Para Girolme, a vida foi-se dispondo ao longo de dias atarefados, entre o rebanho, as sementeiras, as colheitas e as noites solitárias. Refugiava-se num sorriso imutável e nas memórias, de quem tinha sido, de quem era e de quem ainda sonhara ser. Aprendeu a conhecer cada recanto do mosteiro e habituou-se ao espaço vazio das palavras da cantiga. Chegaria depois à conclusão que o tesouro poderia ser algo bastante distinto do que ele julgara. Talvez até já o tivesse encontrado, não menos o mosteiro e mais as pessoas.
Luís deixou de o acompanhar e Girolme ganhou a primazia da condução do rebanho pelos prados do vale. Seguia frequentemente pelas margens do ribeiro até ao rio Dão. Aí descobriu um moinho também ele muito antigo.
Chegou depois a festa anual de Santo António, celebrada numa aldeia próxima, Tabosa, e Luís voltou à sua função. De todos os lados da região concorriam rebanhos, com as ovelhas enfeitadas de farfalhos, lantejoulas e chocalhos. Cada pastor na sua vez conduzia o rebanho em volta de uma ermida deixada de vigília no meio de uma serra, enquanto um júri escolhia qual o rebanho melhor enfeitado e amestrado. Todas as agremiações populares deixavam Girolme muito curioso e interessado, enquanto se tentava imiscuir naquela cultura diferente.
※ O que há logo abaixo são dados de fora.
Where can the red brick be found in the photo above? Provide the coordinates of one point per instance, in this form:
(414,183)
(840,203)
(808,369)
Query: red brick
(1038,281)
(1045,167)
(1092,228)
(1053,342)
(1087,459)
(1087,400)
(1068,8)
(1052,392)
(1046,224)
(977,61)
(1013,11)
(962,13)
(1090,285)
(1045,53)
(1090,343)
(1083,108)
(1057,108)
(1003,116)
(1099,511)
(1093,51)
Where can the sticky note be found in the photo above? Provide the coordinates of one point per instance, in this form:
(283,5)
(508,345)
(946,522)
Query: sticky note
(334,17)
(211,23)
Em Lisboa, as pessoas preocupavam-se com jogos de poder e revoluções; ali, o tempo tinha afinado as coisas importantes da vida e dispunha-as gratuitamente para seu enlevo.
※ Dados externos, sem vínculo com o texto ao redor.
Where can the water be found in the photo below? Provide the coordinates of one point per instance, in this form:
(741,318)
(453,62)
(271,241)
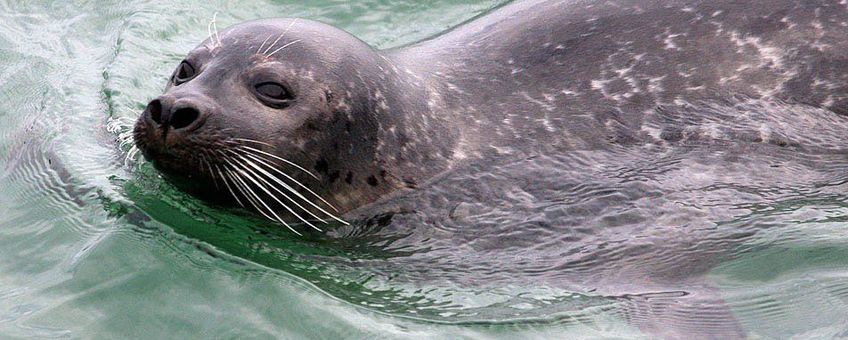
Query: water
(94,244)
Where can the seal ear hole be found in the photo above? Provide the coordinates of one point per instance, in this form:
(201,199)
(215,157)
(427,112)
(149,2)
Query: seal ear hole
(184,73)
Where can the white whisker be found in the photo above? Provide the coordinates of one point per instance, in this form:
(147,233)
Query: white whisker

Por altura das vindimas, a quinta recebeu um batalhão de trabalhadores a soldo, entoando cânticos enquanto despediam as tristezas que a vida juntara durante o ano. Pelas manhãs, Girolme também participava na vindima, sempre ao lado do seu amigo Manel, que por aqueles dias também era colega de trabalho. Da parte da tarde ocupava-se com o rebanho. Ao longo dos anos, aquele mês de convívio laboral passou a ser o seu preferido, revisitando as pessoas que tinha deixado em anos anteriores. Achava curiosa aquela cultura do vinho, que juntava e apartava as pessoas ao sabor de um trago.
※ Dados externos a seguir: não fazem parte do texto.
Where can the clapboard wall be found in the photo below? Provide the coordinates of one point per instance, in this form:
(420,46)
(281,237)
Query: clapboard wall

Um pouco antes do quarto aniversário da chegada de Girolme à quinta, e já depois da sua entrada impercetível no mundo dos septuagenários, Luís e Mariana tiveram o primeiro filho, Tiago. Entretanto, Joaquim falecera. Algum tempo depois apareceria Hugo. Barcina e Butrão chegaram dos montes hermínios, ainda novos, mas já com latidos de essência pastoril. Girolme mantinha-se como pastor e deixou que a rotina se acomodasse ao seu dia-a-dia. Apesar de o trabalho não ser fácil, gostava bastante do que fazia. Estava então certo que nascera para ser pastor e apenas lamentava não o ter sido durante toda a vida.